Y obedecemos, vivimos, olvidamos, hasta la noche en que nuestro sueño se rompe con el grito de un cuerno que nos llama urgente. Son los viejos. Seguimos el sonido hasta un claro cercano. Ahí están: El herrero arrodillado, los ojos ahogados. La ramita, a su lado, con la mirada perdida en las estrellas. Detrás de ellos, no entendemos lo que vemos. Conocemos parte del esqueleto: eso es madera, eso es cuerda, eso es vidrio, eso es piel de cabra robada de nuestras tiendas. El resto, adivinamos de dónde viene por el olor ligeramente quemado, ligeramente metálico: son los pedazos de cielo que caen con las lluvias malas. Las formas y funciones que les ha dado son absurdas, imposibles: cosas que ruedan rápido o lento, cosas que se mueven, que silban, que cantan, que cuentan, que muestran pasados y futuros, que florecen maravillas; cosas que giran tan rápido que producen pequeños rayos sin tormenta ni lluvia. Bajamos los ojos, asustados. La memoria colectiva nos patea, gimiendo primero y luego gritando palabras prohibidas: “¡máquina! ¡MÁQUINA!”.
Sabemos, pero debemos olvidar. Sabemos que las máquinas prometen, seducen; sabemos que tienen un propósito. El susurro de sus engranajes nos tienta a abrir los ojos, desentrañar funciones, laberintos; saboreamos de nuevo en los labios el dulce placer de la automatización. Aterrados, presionamos los párpados hasta que la oscuridad se convierte en un sol blanco que estalla.
El más sabio de nuestros viejos da dos palmadas y el herrero se levanta. Hacha en mano, parte de tajo la espina del monstruo. La ramita grita como si el golpe la hubiera partido a ella, como si pecado y pecadora estuvieran unidos por el ombligo. “¿Por qué?” pregunta, todas las estrellas apagándosele en los ojos. El herrero no la mira, la avienta de un manotazo cuando trata de impedir que el hacha suba. Con un grito y otro golpe, amputa las extremidades del engendro; otro y cercena sus centenares de ojos, sus venas zumbantes de electricidad infecta que intenta mordernos, despertando las fiebres del destruir y crear. No sabemos si tarda un minuto o días, oímos los golpes hasta que el crimen de su semilla queda deshecho en el suelo árido.
Pero los viejos no perdonan fácilmente. Sólo el fuego purifica.

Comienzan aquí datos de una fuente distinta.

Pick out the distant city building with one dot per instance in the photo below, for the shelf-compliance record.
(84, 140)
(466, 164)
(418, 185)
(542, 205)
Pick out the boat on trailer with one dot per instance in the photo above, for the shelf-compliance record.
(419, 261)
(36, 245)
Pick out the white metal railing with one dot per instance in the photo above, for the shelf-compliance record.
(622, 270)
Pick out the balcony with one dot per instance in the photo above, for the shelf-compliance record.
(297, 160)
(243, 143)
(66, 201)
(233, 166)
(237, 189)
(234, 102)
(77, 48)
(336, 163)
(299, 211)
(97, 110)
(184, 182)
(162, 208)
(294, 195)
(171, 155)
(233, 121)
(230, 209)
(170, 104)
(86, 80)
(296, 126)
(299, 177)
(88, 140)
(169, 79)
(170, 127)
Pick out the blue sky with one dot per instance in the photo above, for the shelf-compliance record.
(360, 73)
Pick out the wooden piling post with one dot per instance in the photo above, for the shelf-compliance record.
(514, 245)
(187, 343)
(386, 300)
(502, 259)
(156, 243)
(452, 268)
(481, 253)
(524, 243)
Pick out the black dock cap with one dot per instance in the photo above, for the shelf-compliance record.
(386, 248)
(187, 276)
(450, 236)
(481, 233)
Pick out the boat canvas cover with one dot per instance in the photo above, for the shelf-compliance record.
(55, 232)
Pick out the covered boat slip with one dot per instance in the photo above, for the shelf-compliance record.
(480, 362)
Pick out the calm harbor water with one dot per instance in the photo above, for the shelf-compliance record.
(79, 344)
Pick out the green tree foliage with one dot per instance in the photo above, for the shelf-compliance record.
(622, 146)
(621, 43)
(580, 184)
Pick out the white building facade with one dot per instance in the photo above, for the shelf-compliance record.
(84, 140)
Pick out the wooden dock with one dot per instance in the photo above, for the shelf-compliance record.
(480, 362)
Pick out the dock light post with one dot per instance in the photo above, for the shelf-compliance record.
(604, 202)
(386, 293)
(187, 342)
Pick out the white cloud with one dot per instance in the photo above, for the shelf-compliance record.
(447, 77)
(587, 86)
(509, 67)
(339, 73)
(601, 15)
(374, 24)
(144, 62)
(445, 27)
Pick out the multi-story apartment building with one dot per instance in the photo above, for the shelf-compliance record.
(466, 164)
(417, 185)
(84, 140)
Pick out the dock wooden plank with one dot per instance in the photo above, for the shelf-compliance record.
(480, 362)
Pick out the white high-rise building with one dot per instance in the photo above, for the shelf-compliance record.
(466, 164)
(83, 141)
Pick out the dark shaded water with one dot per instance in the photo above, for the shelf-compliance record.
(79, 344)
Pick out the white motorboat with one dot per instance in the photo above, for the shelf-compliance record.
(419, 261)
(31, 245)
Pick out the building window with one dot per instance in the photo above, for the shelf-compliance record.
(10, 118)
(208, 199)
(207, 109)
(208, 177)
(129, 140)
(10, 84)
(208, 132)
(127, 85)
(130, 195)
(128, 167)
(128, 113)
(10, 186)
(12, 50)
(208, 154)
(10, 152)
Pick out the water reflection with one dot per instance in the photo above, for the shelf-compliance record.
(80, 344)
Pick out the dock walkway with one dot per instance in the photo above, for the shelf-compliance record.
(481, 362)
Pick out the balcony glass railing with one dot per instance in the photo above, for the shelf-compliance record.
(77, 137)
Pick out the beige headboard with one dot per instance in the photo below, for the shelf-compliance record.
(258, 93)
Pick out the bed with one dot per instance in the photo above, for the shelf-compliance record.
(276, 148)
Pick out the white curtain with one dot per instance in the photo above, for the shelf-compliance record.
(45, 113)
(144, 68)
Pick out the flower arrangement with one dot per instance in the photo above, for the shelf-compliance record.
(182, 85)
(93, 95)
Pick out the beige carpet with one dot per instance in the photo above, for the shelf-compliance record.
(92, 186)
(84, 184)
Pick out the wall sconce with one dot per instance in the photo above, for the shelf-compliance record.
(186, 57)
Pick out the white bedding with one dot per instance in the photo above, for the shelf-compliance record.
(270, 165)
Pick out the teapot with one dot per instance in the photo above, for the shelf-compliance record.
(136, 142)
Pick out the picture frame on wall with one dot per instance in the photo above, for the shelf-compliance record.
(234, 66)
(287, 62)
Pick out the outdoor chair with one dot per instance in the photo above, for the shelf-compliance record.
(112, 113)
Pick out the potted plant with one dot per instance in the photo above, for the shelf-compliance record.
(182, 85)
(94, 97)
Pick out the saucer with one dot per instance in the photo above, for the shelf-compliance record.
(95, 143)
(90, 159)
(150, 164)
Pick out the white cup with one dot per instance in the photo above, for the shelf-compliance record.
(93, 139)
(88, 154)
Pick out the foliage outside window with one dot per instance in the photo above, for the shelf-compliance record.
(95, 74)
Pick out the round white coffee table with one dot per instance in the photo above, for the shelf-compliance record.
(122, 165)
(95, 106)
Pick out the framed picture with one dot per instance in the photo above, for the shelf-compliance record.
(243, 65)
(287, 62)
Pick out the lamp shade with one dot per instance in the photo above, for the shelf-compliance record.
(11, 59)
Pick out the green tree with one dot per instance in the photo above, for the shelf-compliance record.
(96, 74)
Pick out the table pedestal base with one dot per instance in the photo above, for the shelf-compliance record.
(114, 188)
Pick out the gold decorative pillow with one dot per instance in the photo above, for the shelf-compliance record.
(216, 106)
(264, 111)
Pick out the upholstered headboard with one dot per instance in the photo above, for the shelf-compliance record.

Nos obligan a mirar, porque lo sagrado no existe, pero sí el pecado. Primero va la mano del herrero, entregada al fuego de la forja. Es diestro, así que metemos su mano zurda. Mientras yace como muerto y la ramita llora sobre su pecho, las ancianas levantan la hoguera de purificación, los viejos la encienden. El herrero grita, suplica, muerde como un animal que huele la muerte; para contener su furia hace falta todo el peso de nuestros cuerpos, de nuestros miedos. Alguien (cerramos los ojos para no saber) arrastra a la niña que no lucha, que no grita mientras las llamas le comen los tobillos. Amarrarla parece insensato, irreal en algo que por ahora sólo parece un sueño maligno, algo que contaremos no ante una hoguera, sino al calor de una fogata para asustar a los niños traviesos. Así que dejamos que Lila arda así, como por gusto, parada en el centro de la pira con los ojos fijos en el cielo. Las viejas alimentan el fuego; cuando sube la llamarada la niña abre la boca y canta o grita o se rompe, no sabemos: el sonido imposiblemente agudo nos hace sangrar la nariz, vibramos entre el ruido y el olor de la carne quemada. Cerramos los ojos, el mundo es negro. Los abrimos y, ¡Oh, dioses! Todo está lleno de estrellas.
Cuando despertamos, despunta la mañana.El pasto huele a sangre lavada. Nos retiramos con las cabezas bajas, marcadas con cruces de ceniza;tenemos una ramita clavada en el pecho y nos duele respirar. Por la noche vendrán las lluvias malas: trozos de metal tan pequeños que se nos meten en los ojos como esquirlas de espejo, tan grandes que aplastan a nuestras cabras. Lloramos a nuestros muertos, lloramos el hambre que vendrá, pero aceptamos en silencio lo que nos sabe a castigo. Los viejos gritan y escupen mientras doblamos nuestras tiendas para marcharnos a los mares violentos de Este. No nos queda más que entrar a ese caldo primordial que promete, sino la vida, algo más que la muerte; sino el perdón, al menos el olvido. Ahí acaba nuestra historia.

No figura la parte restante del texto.